Conference presentation: This study was presented at the European Conference on Tobacco or Health, Amsterdam, the Netherlands, 28–30 March 2011.
Electronic cigarette: users profile, utilization, satisfaction and perceived efficacy
Article first published online: 27 JUL 2011
© 2011 The Authors, Addiction © 2011 Society for the Study of Addiction
Volume 106, Issue 11, pages 2017–2028, November 2011
How to Cite
Etter, J.-F. and Bullen, C. (2011), Electronic cigarette: users profile, utilization, satisfaction and perceived efficacy.
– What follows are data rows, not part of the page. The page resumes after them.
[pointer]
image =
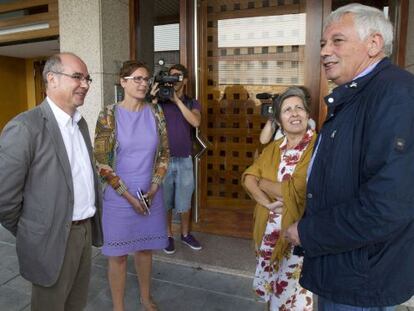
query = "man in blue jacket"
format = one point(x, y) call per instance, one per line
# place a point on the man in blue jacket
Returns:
point(358, 231)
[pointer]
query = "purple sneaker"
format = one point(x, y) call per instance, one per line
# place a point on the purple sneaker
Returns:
point(191, 241)
point(170, 249)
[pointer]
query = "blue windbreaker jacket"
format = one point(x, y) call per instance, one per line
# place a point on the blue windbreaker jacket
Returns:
point(358, 230)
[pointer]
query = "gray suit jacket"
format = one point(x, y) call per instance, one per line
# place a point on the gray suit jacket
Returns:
point(36, 192)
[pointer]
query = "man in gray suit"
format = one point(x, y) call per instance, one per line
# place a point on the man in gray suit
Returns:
point(49, 196)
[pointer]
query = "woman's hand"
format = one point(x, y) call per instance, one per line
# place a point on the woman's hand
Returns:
point(135, 203)
point(276, 207)
point(151, 193)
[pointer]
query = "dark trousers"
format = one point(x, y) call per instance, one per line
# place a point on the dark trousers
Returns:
point(70, 292)
point(327, 305)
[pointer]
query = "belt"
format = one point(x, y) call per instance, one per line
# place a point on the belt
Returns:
point(80, 222)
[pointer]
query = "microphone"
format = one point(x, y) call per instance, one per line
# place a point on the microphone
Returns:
point(264, 96)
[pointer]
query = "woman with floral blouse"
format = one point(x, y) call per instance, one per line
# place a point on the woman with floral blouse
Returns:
point(277, 182)
point(131, 150)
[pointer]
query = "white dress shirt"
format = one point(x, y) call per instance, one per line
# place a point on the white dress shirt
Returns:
point(80, 164)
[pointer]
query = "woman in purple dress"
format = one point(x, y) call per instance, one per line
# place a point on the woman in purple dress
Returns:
point(131, 151)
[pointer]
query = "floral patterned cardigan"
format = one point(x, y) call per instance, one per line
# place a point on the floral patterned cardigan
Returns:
point(106, 144)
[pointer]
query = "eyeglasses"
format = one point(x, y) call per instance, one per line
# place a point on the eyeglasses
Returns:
point(76, 76)
point(138, 79)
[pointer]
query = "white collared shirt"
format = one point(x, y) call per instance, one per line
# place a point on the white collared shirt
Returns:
point(80, 164)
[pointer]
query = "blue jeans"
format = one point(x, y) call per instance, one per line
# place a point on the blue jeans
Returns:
point(327, 305)
point(178, 184)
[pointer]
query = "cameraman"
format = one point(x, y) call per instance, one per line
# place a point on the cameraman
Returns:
point(182, 115)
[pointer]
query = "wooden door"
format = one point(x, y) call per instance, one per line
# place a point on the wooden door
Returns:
point(246, 47)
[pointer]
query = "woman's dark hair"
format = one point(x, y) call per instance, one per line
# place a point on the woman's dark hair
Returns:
point(130, 66)
point(293, 91)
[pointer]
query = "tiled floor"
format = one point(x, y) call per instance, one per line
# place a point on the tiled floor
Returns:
point(213, 279)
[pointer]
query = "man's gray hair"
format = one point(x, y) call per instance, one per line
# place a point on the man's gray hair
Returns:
point(53, 63)
point(368, 20)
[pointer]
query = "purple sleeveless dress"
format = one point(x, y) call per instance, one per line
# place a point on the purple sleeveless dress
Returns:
point(126, 231)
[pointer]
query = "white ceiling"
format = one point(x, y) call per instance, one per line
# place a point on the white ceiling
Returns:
point(31, 50)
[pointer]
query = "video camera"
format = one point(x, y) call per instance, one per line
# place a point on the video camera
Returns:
point(268, 109)
point(166, 82)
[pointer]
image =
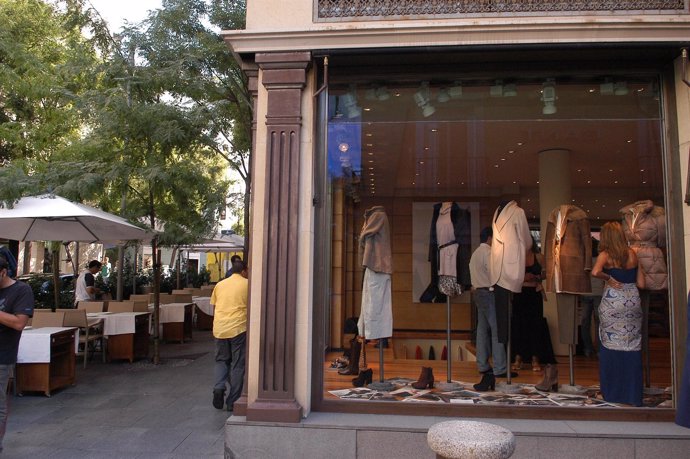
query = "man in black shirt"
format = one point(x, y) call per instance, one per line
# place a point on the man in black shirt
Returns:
point(16, 306)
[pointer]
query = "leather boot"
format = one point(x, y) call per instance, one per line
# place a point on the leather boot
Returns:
point(353, 366)
point(365, 377)
point(426, 379)
point(488, 382)
point(550, 381)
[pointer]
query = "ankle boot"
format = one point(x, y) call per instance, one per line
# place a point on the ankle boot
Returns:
point(550, 381)
point(426, 378)
point(488, 382)
point(365, 377)
point(353, 366)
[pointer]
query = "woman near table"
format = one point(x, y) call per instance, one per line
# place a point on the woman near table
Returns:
point(620, 315)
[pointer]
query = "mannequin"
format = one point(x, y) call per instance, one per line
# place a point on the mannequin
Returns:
point(568, 249)
point(510, 242)
point(454, 223)
point(644, 225)
point(376, 316)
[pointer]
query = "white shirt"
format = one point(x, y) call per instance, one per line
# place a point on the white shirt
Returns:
point(479, 266)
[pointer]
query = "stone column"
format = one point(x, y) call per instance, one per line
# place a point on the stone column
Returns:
point(252, 72)
point(284, 78)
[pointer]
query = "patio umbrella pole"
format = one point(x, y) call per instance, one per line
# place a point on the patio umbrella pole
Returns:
point(156, 300)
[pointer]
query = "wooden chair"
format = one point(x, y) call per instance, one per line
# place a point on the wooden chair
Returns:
point(142, 297)
point(182, 298)
point(141, 305)
point(91, 306)
point(44, 318)
point(90, 330)
point(121, 306)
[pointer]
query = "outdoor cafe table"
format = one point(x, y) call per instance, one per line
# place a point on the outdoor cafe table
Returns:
point(46, 359)
point(204, 312)
point(127, 333)
point(176, 321)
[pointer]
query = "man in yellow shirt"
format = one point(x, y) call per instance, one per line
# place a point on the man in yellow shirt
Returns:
point(230, 331)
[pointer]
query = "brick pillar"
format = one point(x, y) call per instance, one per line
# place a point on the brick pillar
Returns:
point(284, 77)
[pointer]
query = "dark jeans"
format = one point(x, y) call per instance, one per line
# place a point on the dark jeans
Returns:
point(229, 366)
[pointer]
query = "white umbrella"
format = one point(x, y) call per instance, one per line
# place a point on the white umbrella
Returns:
point(52, 218)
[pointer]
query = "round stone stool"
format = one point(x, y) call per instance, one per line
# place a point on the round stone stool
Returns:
point(470, 440)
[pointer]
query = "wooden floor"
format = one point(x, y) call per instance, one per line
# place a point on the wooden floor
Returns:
point(586, 370)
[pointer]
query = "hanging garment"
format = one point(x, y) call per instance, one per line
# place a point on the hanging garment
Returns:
point(568, 251)
point(461, 234)
point(375, 241)
point(644, 225)
point(376, 317)
point(510, 241)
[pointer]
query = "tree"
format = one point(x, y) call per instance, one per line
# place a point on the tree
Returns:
point(44, 65)
point(182, 41)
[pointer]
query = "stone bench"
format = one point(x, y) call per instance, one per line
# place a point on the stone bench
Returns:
point(470, 440)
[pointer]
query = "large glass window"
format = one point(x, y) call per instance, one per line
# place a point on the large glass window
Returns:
point(582, 148)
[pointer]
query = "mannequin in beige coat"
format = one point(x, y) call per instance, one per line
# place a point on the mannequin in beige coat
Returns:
point(511, 241)
point(568, 249)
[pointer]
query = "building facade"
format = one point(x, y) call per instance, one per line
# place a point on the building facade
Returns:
point(363, 103)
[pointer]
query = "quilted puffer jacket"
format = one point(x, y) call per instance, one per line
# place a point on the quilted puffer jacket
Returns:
point(644, 225)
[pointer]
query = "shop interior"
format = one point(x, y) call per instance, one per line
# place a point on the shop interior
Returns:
point(591, 141)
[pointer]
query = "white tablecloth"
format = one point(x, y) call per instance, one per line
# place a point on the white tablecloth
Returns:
point(119, 323)
point(204, 303)
point(34, 345)
point(171, 312)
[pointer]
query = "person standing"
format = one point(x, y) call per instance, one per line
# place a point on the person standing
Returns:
point(106, 269)
point(483, 296)
point(86, 283)
point(16, 306)
point(620, 319)
point(229, 299)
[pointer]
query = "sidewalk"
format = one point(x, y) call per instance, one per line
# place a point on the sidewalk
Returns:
point(123, 410)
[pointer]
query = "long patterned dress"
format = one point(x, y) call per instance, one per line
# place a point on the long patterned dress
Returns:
point(620, 334)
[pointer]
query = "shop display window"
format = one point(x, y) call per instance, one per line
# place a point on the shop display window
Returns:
point(398, 154)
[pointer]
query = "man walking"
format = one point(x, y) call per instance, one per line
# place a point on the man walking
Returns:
point(229, 298)
point(16, 306)
point(86, 283)
point(483, 295)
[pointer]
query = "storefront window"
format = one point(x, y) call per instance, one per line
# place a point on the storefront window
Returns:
point(415, 165)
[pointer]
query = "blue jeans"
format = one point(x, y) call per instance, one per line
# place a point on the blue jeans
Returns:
point(487, 336)
point(590, 304)
point(229, 366)
point(4, 378)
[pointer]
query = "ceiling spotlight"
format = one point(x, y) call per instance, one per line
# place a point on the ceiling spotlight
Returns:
point(423, 95)
point(423, 99)
point(510, 90)
point(620, 88)
point(497, 89)
point(455, 91)
point(548, 96)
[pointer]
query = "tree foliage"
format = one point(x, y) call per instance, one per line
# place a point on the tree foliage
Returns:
point(149, 117)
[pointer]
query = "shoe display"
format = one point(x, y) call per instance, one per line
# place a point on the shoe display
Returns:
point(518, 363)
point(505, 375)
point(426, 379)
point(218, 398)
point(353, 366)
point(535, 363)
point(550, 381)
point(488, 382)
point(365, 377)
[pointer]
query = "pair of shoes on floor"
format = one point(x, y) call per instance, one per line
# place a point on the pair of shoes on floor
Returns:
point(218, 398)
point(505, 375)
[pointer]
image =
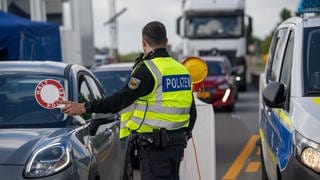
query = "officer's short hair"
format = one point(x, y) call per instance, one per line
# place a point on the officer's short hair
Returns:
point(155, 33)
Addiction, 106: 2017–2028. doi: 10.1111/j.1360-0443.2011.03505.x
- Issue published online: 6 OCT 2011
- Article first published online: 27 JUL 2011
- Accepted manuscript online: 18 MAY 2011 05:50AM EST
- Submitted 8 February 2011; initial review completed 4 May 2011; final version accepted 11 May 2011
- electronic cigarette;
- electronic nicotine delivery systems (ENDS);
- tobacco use disorder
Aims To assess the profile, utilization patterns, satisfaction and perceived effects among users of electronic cigarettes (‘e-cigarettes’).
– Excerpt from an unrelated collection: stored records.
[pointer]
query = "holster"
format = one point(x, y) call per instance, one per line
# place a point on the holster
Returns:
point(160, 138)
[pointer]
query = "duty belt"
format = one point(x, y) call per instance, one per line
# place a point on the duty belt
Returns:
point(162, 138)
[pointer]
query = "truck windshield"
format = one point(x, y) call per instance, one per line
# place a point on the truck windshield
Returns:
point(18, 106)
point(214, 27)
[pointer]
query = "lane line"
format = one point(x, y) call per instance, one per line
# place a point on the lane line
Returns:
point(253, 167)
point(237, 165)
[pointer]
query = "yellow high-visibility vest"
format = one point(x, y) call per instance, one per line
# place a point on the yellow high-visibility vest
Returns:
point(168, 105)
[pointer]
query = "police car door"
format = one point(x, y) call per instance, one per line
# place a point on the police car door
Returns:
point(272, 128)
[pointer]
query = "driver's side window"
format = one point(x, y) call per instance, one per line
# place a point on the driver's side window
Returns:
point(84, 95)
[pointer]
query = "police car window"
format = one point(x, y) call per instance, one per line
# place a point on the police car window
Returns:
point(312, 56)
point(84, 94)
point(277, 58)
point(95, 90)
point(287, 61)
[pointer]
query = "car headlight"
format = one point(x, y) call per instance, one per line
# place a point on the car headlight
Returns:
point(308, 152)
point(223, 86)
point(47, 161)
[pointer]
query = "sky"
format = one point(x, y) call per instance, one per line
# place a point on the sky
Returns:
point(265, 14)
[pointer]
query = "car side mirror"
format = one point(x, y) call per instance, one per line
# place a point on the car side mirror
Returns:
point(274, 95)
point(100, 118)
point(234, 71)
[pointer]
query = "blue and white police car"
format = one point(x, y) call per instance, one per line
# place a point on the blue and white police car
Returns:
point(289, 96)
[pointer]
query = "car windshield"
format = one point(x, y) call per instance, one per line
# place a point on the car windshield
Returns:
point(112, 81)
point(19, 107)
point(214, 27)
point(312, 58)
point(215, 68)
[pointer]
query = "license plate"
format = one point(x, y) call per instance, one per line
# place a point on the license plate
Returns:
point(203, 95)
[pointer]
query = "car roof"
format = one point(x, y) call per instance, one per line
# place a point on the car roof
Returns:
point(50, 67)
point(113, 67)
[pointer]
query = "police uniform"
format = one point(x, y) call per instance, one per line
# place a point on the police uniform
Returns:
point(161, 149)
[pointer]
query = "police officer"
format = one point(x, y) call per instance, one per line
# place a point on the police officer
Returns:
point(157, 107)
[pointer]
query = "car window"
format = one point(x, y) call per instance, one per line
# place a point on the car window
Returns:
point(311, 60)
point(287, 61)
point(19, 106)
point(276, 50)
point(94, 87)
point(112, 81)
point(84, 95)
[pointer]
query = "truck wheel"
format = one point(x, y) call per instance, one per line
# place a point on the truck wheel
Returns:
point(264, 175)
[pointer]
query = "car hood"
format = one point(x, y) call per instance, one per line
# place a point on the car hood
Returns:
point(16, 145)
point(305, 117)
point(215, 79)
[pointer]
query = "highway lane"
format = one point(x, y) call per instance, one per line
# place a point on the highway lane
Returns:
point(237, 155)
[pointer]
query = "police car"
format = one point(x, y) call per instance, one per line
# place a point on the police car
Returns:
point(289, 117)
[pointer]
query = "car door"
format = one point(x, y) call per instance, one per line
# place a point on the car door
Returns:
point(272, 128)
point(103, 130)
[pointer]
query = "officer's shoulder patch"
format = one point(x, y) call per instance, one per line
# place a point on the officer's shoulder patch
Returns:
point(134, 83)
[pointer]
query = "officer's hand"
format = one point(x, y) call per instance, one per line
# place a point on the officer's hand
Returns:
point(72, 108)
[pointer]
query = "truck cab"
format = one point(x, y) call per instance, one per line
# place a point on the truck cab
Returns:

Design and Setting Internet survey in English and French in 2010.
Measurements Online questionnaire.
Participants Visitors of websites and online discussion forums dedicated to e-cigarettes and to smoking cessation.
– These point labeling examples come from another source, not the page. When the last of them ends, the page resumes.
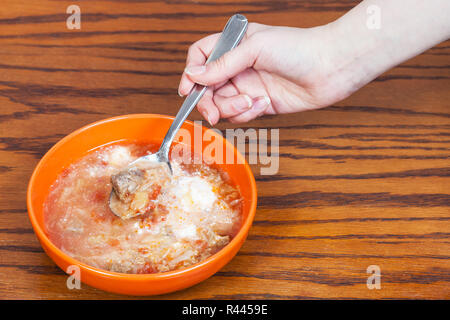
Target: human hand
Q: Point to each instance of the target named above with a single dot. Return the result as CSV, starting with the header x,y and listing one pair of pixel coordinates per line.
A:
x,y
281,69
274,70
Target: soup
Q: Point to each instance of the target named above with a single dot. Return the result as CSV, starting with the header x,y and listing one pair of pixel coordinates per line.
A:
x,y
186,220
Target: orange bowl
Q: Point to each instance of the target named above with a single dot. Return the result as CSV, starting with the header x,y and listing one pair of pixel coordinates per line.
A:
x,y
149,128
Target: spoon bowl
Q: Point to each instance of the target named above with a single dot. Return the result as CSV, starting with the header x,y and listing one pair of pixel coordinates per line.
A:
x,y
231,36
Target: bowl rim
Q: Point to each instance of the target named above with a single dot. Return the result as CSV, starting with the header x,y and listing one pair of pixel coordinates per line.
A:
x,y
238,238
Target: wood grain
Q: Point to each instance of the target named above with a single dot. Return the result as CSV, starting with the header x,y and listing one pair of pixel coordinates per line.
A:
x,y
364,182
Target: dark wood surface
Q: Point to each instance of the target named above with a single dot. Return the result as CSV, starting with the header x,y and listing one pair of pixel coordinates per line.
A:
x,y
364,182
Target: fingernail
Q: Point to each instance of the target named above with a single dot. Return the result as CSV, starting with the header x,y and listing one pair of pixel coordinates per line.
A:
x,y
195,70
261,103
208,118
242,103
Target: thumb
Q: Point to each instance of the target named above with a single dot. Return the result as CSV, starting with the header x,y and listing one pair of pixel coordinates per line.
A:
x,y
226,67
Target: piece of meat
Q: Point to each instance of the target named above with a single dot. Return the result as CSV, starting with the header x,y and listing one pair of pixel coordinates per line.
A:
x,y
126,183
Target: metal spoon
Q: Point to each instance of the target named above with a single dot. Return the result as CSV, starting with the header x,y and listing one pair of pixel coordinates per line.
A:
x,y
231,36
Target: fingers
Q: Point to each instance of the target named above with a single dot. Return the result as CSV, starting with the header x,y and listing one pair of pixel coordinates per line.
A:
x,y
258,108
224,68
197,55
232,106
207,108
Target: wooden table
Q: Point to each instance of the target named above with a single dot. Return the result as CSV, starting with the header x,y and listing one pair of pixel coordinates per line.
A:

Findings There were 3587 participants (70% former tobacco smokers, 61% men, mean age 41 years). The median duration of electronic cigarette use was 3 months, users drew 120 puffs/day and used five refills/day. Almost all (97%) used e-cigarettes containing nicotine. Daily users spent $33 per month on these products. Most (96%) said the e-cigarette helped them to quit smoking or reduce their smoking (92%). Reasons for using the e-cigarette included the perception that it was less toxic than tobacco (84%), to deal with craving for tobacco (79%) and withdrawal symptoms (67%), to quit smoking or avoid relapsing (77%), because it was cheaper than smoking (57%) and to deal with situations where smoking was prohibited (39%). Most ex-smokers (79%) feared they might relapse to smoking if they stopped using the e-cigarette. Users of nicotine-containing e-cigarettes reported better relief of withdrawal and a greater effect on smoking cessation than those using non-nicotine e-cigarettes.
Conclusions E-cigarettes were used much as people would use nicotine replacement medications: by former smokers to avoid relapse or as an aid to cut down or quit smoking. Further research should evaluate the safety and efficacy of e-cigarettes for administration of nicotine and other substances, and for quitting and relapse prevention.